Kuntz is the tenth and final member appointed to the COVER Commission by President Donald Trump, the Speaker of the House, Senate Majority Leader, and Senate and House of Representatives Minority Leaders.

Last year, as Ranking Member of the Senate Veterans’ Affairs Committee, Tester invited Kuntz to testify before the Committee on how the VA can improve Montana and rural veterans’ access to mental health care.

Kuntz has provided feedback on several Tester-authored bills to allow the VA to hire additional mental health professionals and cut red tape to let veterans access mental health care closer to home.

A Helena native, Kuntz served in the U.S. Army and was recognized as a Distinguished Member of the Thirty Fifth Regiment.

After his step brother, a Montana National Guardsmen who suffered from Post-Traumatic Stress Disorder, died by suicide, Kuntz began advocating for effective screening and treatment of post-traumatic stress injuries for veterans.

He worked with former Senator Max Baucus to write bipartisan legislation to increase access to mental health screenings for more servicemembers and improve the transition from Defense Department-furnished mental health care to the VA.

In 2008, Kuntz took on the role of Executive Director of the National Alliance on Mental Illness’s Montana chapter.

In that role, Kuntz has helped lead the charge on a number of successful state advocacy efforts to establish mental health peer services in Montana, develop children’s mental health crisis beds, and prevent the incarceration of offenders with serious mental illness.

Nationally, Kuntz has advocated for increased access to service dogs for military service members and veterans with mental health conditions and brain injuries.

Kuntz led the team that developed Treatment Scout, a mental health and substance abuse navigation and review website that includes over 1,600 veterans healthcare clinics.

Kuntz was instrumental in the development of the Center for Mental Health Research and Recovery at Montana State University which has led cutting edge research studies in youth suicide prevention and online cognitive behavioral therapy.

In August 2018, Kuntz was named the Interim Director of the Center for Mental Health Research and Recovery.
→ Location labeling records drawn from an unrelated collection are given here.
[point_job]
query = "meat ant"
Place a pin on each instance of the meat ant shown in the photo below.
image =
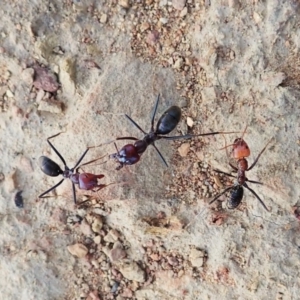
(240, 151)
(130, 154)
(85, 181)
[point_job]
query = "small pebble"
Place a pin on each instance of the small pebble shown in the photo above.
(19, 199)
(184, 149)
(78, 250)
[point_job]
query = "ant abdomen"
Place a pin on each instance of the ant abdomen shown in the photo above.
(169, 120)
(49, 167)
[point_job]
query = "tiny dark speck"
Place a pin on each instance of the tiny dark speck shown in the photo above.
(19, 199)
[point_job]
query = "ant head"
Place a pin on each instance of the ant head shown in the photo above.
(240, 149)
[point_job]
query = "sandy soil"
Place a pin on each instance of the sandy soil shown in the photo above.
(228, 65)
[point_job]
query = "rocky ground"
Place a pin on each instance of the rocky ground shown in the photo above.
(77, 67)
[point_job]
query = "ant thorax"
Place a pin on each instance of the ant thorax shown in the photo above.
(240, 149)
(150, 138)
(74, 178)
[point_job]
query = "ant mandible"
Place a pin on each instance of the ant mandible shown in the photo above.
(239, 152)
(130, 154)
(85, 181)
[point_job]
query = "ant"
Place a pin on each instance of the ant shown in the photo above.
(239, 152)
(130, 154)
(85, 181)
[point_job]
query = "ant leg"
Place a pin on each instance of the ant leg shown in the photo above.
(252, 191)
(221, 172)
(160, 155)
(55, 186)
(54, 149)
(189, 136)
(256, 160)
(154, 113)
(252, 181)
(74, 192)
(218, 196)
(134, 123)
(102, 186)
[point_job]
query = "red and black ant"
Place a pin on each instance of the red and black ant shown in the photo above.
(130, 154)
(85, 181)
(240, 151)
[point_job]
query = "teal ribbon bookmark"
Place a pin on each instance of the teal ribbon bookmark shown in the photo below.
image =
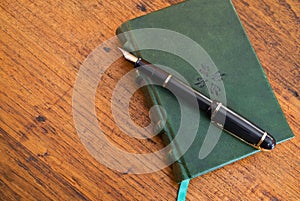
(183, 190)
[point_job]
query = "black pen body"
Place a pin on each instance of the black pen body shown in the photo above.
(222, 116)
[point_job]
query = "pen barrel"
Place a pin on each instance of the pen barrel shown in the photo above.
(240, 127)
(222, 116)
(173, 84)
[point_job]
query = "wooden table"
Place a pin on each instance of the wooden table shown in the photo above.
(43, 44)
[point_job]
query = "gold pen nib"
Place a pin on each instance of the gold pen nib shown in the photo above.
(128, 55)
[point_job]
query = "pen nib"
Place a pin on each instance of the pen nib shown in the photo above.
(128, 55)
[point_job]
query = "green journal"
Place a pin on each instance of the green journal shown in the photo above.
(228, 70)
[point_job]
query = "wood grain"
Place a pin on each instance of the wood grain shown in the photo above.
(43, 44)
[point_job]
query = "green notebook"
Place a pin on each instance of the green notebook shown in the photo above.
(215, 26)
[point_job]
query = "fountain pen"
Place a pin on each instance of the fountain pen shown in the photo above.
(219, 114)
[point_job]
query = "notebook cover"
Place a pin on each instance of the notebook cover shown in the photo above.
(216, 27)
Kuntz is a co-investigator of a research study funded by the Patient-Centered Outcomes Research Institute which is reviewing anonymous medical information from 2003 to 2015 for 1.3 million patients with bipolar disorder to analyze how common medications for bipolar disorder affect the risk of: hospitalization, suicide attempts or self-harm, death, kidney disease, high blood pressure, cholesterol, and obesity.